DQL vs Doctrine Query Builder


In this final video in this series we are going to discuss using Doctrine's Query Builder, and DQL (Doctrine Query Language) as ways of working more efficiently with related data.

To begin with, we are going to expand the Reddit Scraper code to enable scraping more than just the first results page returned from Reddit's API. The code I am using to do this is not the most optimal, or best implementation of a web scraper ever written. Far from it. But it does the job, and as this is not a tutorial on builder a scraper, it's as good as it needs to be :)

<?php

// src/AppBundle/Service/RedditScraper.php

namespace AppBundle\Service;

use AppBundle\Entity\RedditAuthor;
use AppBundle\Entity\RedditPost;
use Doctrine\ORM\EntityManagerInterface;

class RedditScraper
{
    /**
     * @var EntityManagerInterface
     */
    private $em;

    public function __construct(EntityManagerInterface $em)
    {
        $this->em = $em;
    }

    public function scrape()
    {
        $client = new \GuzzleHttp\Client();
        $after = null;

        for ($x=0; $x<5; $x++) {
            $response = $client->request('GET', 'https://api.reddit.com/r/php.json?limit=25&after=' . $after);

            $contents[$x] = json_decode($response->getBody()->getContents(), true);

            $after = $contents[$x]['data']['after'];
        }

        foreach ($contents as $content) {
            foreach ($content['data']['children'] as $child) {

                $redditPost = new RedditPost();
                $redditPost->setTitle($child['data']['title']);

                $authorName = $child['data']['author'];

                $redditAuthor = $this->em->getRepository('AppBundle:RedditAuthor')->findOneBy([
                    'name' => $authorName
                ]);

                if (!$redditAuthor) {
                    $redditAuthor = new RedditAuthor();
                    $redditAuthor->setName($authorName);

                    $this->em->persist($redditAuthor);
                    $this->em->flush();
                }

                $redditAuthor->addPost($redditPost);

                $this->em->persist($redditPost);
            }
        }

        $this->em->flush();
    }
}

Running the scraper - assuming you don't hit upon timeouts from the Reddit API - should populate your database with enough results to illustrate the next stages of this tutorial.

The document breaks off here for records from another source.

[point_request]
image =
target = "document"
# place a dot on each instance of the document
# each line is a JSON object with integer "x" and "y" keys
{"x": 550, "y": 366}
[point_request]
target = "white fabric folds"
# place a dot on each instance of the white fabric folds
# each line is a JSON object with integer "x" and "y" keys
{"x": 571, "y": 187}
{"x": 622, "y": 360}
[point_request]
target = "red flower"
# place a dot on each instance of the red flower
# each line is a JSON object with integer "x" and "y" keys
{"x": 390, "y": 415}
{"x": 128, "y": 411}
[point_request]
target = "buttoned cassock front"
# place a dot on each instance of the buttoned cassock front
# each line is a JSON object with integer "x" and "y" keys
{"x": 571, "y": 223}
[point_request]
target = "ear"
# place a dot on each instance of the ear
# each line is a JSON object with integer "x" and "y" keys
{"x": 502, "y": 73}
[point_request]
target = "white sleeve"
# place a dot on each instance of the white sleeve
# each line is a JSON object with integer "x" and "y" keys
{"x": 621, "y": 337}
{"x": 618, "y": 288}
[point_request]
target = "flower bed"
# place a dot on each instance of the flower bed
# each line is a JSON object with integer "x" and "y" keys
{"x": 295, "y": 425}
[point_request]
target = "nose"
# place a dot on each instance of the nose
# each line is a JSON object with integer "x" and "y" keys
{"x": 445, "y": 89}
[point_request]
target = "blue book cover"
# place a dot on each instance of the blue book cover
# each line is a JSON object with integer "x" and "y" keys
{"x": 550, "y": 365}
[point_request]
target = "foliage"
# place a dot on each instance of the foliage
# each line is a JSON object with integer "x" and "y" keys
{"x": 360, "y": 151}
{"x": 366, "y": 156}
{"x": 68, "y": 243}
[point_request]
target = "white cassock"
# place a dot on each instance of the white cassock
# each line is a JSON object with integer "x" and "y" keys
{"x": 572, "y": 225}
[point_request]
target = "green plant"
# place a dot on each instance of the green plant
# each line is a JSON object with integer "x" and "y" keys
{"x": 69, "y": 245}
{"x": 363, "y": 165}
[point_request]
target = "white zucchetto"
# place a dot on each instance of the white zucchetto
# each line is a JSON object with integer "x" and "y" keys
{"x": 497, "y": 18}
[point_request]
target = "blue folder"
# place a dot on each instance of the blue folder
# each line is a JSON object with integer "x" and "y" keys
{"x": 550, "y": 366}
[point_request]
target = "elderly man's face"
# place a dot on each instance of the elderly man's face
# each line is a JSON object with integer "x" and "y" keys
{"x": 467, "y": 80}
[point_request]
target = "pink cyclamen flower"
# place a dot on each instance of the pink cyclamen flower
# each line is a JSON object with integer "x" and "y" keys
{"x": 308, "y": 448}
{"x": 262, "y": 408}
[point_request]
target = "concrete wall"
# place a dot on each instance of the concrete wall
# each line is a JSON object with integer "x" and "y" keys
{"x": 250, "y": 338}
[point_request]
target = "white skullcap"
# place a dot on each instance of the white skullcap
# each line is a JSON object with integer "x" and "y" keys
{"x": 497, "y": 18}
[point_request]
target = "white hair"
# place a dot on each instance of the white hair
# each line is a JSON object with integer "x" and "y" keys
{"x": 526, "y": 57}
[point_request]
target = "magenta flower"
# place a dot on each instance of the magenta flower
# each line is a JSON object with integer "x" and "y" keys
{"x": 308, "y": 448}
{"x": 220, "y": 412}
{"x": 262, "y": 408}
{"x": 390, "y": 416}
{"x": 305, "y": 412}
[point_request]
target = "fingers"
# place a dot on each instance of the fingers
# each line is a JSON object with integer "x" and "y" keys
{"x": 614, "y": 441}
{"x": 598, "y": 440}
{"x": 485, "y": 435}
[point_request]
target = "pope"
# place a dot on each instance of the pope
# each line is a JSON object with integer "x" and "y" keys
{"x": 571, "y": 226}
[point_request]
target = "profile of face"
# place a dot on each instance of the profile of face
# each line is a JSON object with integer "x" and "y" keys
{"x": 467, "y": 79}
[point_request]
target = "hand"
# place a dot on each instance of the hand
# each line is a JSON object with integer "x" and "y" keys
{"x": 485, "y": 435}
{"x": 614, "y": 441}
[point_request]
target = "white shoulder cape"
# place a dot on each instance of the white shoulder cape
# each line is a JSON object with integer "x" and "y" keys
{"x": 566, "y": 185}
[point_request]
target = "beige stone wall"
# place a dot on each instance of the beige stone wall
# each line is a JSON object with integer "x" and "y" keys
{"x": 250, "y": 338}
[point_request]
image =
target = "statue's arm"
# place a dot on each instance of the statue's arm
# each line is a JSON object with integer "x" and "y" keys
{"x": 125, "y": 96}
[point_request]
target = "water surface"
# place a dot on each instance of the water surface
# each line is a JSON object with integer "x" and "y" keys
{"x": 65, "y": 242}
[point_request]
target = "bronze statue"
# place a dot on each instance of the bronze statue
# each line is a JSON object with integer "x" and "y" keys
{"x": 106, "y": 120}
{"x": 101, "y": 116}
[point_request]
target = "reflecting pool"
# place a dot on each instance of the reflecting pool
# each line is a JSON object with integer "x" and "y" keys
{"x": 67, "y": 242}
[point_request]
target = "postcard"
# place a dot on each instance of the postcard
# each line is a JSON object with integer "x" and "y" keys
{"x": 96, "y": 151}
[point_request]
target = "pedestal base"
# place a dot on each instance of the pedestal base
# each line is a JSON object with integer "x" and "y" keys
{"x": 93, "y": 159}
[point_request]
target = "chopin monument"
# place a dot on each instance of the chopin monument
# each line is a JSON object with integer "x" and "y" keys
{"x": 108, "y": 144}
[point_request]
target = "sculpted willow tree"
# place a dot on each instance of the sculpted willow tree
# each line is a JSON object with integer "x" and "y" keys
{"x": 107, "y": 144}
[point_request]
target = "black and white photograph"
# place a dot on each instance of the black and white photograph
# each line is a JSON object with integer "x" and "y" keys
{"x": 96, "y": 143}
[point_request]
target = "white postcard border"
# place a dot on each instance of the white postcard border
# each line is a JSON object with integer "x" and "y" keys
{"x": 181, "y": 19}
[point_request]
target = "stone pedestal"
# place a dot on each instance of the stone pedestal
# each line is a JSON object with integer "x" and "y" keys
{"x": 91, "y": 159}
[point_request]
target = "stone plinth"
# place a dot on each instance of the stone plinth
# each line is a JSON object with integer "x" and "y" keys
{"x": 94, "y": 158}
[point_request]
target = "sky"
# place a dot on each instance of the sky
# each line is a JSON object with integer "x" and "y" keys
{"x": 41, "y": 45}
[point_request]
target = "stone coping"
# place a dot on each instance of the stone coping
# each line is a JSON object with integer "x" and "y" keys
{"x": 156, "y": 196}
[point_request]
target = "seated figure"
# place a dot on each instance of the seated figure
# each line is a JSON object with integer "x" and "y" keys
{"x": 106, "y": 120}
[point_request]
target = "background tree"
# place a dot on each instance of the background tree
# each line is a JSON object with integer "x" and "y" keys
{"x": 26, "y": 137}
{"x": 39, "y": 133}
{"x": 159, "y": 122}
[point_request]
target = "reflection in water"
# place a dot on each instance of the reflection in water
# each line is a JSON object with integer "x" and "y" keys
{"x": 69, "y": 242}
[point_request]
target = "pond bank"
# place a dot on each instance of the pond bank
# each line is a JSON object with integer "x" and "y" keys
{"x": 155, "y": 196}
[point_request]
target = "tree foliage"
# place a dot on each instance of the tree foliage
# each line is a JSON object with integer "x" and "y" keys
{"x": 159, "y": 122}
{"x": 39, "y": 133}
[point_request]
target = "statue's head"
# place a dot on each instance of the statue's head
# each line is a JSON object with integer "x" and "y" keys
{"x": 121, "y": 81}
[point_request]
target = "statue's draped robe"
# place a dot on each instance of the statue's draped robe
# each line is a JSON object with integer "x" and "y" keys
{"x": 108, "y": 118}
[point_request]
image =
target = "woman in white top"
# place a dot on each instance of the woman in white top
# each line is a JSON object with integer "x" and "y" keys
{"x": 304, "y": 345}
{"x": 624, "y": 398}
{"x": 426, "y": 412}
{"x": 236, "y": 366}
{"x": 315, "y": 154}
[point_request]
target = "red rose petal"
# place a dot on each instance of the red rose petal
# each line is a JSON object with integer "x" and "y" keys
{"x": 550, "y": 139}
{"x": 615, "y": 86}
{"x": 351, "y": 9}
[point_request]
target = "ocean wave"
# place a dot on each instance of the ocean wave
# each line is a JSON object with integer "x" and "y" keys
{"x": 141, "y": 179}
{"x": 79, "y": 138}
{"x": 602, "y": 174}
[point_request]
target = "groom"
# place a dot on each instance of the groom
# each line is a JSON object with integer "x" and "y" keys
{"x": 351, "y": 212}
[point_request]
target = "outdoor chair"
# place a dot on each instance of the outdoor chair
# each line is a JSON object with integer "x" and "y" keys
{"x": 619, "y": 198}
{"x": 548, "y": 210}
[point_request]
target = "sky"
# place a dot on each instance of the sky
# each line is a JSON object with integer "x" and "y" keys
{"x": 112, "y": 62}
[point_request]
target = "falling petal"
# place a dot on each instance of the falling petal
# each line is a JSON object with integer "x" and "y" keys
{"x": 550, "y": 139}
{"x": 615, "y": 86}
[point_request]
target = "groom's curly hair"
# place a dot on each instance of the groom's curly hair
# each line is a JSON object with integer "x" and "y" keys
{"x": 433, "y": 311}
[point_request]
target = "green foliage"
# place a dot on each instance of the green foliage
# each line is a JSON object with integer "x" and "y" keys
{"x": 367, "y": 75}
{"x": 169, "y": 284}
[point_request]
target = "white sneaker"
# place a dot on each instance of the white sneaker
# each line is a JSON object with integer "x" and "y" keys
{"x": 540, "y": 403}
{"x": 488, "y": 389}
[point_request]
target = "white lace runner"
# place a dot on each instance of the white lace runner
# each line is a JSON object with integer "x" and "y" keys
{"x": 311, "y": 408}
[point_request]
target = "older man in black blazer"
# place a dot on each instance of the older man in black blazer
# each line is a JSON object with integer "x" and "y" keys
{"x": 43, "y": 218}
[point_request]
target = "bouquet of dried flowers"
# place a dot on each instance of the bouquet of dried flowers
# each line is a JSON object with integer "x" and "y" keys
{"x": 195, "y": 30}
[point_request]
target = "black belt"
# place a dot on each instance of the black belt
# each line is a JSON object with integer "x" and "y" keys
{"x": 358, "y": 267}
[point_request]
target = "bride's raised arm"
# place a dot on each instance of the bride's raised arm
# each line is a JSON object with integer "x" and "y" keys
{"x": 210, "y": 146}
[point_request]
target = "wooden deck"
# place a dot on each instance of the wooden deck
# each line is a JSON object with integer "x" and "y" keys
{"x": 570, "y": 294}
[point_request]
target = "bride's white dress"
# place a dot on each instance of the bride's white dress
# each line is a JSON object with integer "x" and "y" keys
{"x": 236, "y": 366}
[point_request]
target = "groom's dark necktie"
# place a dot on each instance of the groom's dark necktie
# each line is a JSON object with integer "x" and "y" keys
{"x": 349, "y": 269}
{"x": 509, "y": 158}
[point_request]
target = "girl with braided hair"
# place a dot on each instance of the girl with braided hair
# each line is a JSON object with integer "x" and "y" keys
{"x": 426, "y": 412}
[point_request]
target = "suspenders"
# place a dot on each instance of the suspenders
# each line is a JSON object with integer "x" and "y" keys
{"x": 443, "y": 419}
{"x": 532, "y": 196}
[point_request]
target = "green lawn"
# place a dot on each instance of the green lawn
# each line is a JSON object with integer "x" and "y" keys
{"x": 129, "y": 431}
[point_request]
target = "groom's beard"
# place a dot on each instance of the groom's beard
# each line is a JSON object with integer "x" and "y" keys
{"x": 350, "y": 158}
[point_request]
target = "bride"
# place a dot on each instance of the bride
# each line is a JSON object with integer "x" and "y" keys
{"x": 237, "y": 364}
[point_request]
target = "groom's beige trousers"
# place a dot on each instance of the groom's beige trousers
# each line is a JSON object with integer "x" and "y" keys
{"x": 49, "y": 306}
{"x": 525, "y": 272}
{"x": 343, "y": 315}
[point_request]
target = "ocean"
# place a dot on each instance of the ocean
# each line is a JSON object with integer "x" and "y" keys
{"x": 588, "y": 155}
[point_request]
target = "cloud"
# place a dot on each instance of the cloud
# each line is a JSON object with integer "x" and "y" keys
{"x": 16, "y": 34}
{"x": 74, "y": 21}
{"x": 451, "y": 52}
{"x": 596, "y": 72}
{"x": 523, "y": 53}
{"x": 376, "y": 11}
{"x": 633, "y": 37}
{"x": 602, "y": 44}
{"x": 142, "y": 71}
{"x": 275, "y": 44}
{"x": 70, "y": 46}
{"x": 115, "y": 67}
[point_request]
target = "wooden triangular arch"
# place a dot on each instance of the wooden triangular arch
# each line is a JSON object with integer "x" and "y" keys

Once you have created / updated / captured the data that your system is interested in, usually you want to display it in some form. This may be via a Twig template, or by returning the result set (or part of it) as a JSON feed, or the myriad other ways that data can be presented.

It is during the data retrieval phase that - if you are not careful - you can end up hammering your database every single time you want to display what you most likely consider 'basic' information.

Let me demonstrate this with an example.

In our system so far we have RedditPost entities which belong to RedditAuthor entities. Let's pretend we want to display a really basic clone of any standard subreddit Reddit page:

<!-- app/Resources/views/reddit/index.html.twig -->

{% extends '::base.html.twig' %}

{% block body %}

    <ul>
        {% for post in posts %}
        <li>{{ post.title }}</li>
        {% endfor %}
    </ul>

{% endblock %}

Writing the query for this is trivial.

// src/AppBundle/Controller/RedditController.php

class RedditController extends Controller
{
    /**
     * @Route("/", name="list")
     */
    public function listAction()
    {
        return $this->render(':reddit:index.html.twig', [
            'posts' => $this->getDoctrine()->getRepository('AppBundle\Entity\RedditPost')->findAll()
        ]);
    }

This works well. We end up querying our database once, and that is sufficient to get back all the results we want.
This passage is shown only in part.